As a child, Maxwell loved imagining what it would be like to go to other planets. But as an older teen, he assumed he would study hard and end up in a career that seemed more common and attainable than space exploration, such as banking.
"This kind of thing always seemed to me like the kind of thing other people do," he said. "There's me. And there's this big invisible glass wall. And there are people who are doing stuff like that."
Maxwell believed he could never cross over to the other side of glass wall.
It wasn't until he got hired by NASA, after completing his master's degree in computer science, that he realized the wall never existed.
Maxwell is living his fantasy now, but he hasn't always had such luck. At age 20, while double-majoring in English and computer science at East Carolina University, he learned that his swollen lymph nodes were a symptom of stage 2 Hodgkin's lymphoma. The cancer had spread in his neck and chest. He went through nine weeks of radiation treatments and has been cancer-free ever since.

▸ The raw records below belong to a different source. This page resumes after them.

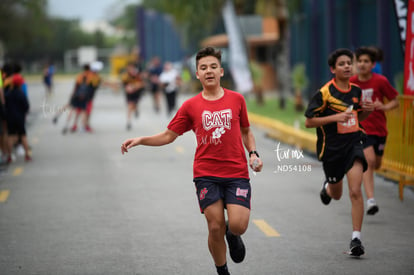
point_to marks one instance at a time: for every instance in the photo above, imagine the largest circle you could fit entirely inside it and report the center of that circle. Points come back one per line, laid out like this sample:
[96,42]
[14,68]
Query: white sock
[356,234]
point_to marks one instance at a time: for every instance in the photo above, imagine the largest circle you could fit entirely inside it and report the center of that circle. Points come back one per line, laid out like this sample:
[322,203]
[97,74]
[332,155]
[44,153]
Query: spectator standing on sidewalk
[376,88]
[335,110]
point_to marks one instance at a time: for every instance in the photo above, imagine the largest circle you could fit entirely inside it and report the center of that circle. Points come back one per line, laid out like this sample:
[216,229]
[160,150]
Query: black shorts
[339,163]
[230,190]
[377,142]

Just days after the treatments ended, he left for graduate school at the University of Illinois at Urbana-Champaign. Going from a state school to a prestigious engineering institution, he was floored on the first day when a professor expected everyone to have already learned the material in the first six chapters of an algorithms textbook. Maxwell had to quickly catch up on his own but says he loved learning so much at once.
And though he feared he couldn't afford his master's degree, he found work with the research and development arm of the U.S. Army and left school debt-free.
He had intended to go to Illinois to work toward a Ph.D., but ultimately the cancer changed his priorities.
"I was interested in going out and making tools for people to use," he says.
JPL came to recruit at his school in fall 1993, and he remembers telling the recruiter how he was fascinated by NASA's Voyager mission -- twin spacecraft that had photographed Jupiter in unprecedented detail. His excitement apparently made an impression: He landed an interview at JPL in January 1994, and started his job that June.
Today, he lives on a quiet Pasadena street, in a cozy house that boasts some of his nerdy treasures, including an extensive collection of science fiction books. "But then my life became science fiction," he said, explaining why he's reading more Shakespeare and Dickens these days. As he shows off his collection, his cat Molly purrs, demanding his attention. The brown and black marbling on her otherwise white fur looks somewhat like the Martian landscape, although that's not why he adopted her.
A glass-paneled cabinet hosts metallic "Star Wars" and Mars rover lunch boxes. There's a vial of a substance he calls KimSim, a material his girlfriend helped create to figure out how to rescue the Spirit rover after it got stuck in a "sand trap" of alien soil on Mars in 2009.
And there are stones from the Cotswolds, an area in England he bubbles with excitement over. He says, "Wait, wait," like a child about to demonstrate a new toy, and runs to get a book filled with images of the region. He likes the views from the ground better than the aerial shots -- ground-level is more like what a rover would see, he explains.
The wider, well-manicured street perpendicular to his own, with larger houses and roses growing on front lawns, is the sort of place where he'd always wanted to live, but he says the houses are "wicked, ridiculous, crazy expensive." Still, he loves the house he bought, with the added bonus of a lemon tree growing at its side.
It's a bit like how he loves his job driving a vehicle on Mars, even though he dreamed of becoming an astronaut.
"Things in my life aren't quite how I pictured them," he said, "but they rhyme."
At NASA, not just a sojourner
It's been 18 years, but Maxwell still occasionally interrupts himself to say things like "I can't get over that I work at a place called the Spacecraft Assembly Facility" when he mentions that building at JPL.
For the first couple of months there, Maxwell felt like he was in a foreign country where he didn't speak the language. He says it was fun to be clueless about the acronyms his colleagues were throwing around. "Now, I'll use 10 acronyms in a sentence and won't think twice about it," he says, "but you kind of have to pick up the culture."